The Life and Opinions of Tristram Shandy, Gentleman - Laurence Sterne [276]
CHAP. XX
1. Pliny the younger: Pliny speaking in his Letters (3.5) of his uncle, Pliny the Elder, who had adopted him. For Pliny, see above, ch. xix, n. 12, and the epigraph to VII.
2. Parismus … England: prose fictions, presumably in chapbook form. See below, VI, xxxii, n. 1. Sterne undoubtedly meant The Seven Champions of Christendom.
3. par le moyen d’ une petite Canulle.—Anglicé: by means of a syringe—anglicized (French).
4. St. Thomas Aquinas: Aquinas (1224/5–1275), the greatest medieval theologian. He will come up in the midst of a scholastic argument in “Slawkenbergius’s Tale” (IV, 208).
5. pruriency for fresh adventures: The word “adventures” often had sexual overtones when used in reference to women. See David A. Brewer, “Scholia” 29–30 (1997): 294–95.

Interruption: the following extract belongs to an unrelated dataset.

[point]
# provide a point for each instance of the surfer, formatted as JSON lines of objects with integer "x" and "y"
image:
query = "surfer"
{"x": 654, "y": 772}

6. Vide Deventer: See Hendrik van Deventer, Dutch obstetrician: from his book Observations importantes sur le manuel des accouchmens (Important Observations on the Manual of Childbirth, French trans. 1734). Given as “Henry” in the French edition. For a full account of the differences between Sterne’s text and the original, see Florida, Appendix 6 (2:939–45). This passage is translated fully on this page.

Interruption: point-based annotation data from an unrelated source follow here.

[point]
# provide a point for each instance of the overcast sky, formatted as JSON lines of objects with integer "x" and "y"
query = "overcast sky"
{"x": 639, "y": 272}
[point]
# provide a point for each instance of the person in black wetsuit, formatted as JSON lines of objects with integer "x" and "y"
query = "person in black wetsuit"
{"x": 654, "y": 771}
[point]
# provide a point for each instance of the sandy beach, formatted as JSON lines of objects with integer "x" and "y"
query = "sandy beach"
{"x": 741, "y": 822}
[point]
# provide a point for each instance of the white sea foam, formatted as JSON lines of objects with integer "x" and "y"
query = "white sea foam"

7. sous condition: conditionally (French).
8. par le moyen d’une petite canulle … tort a le pere: by means of a syringe without doing any harm (wrong) to the father (properly père) (French). Sterne’s joke substitutes “father” for “mother.” In the second edition the grammar was corrected somewhat to “au pere,” muting the joke.
CHAP. XXI
1. air and climate … odd and whimsical: The notion that the English climate caused eccentricity was widespread. Corbyn Morris, Essay towards Fixing the True Standards of Wit, Humour, Raillery, Satire and Ridicule (1744), considers “Humor” as “any whimsical oddity or foible” in “temper or conduct,” and he finds that humorists in this sense are generally to be found in England (12).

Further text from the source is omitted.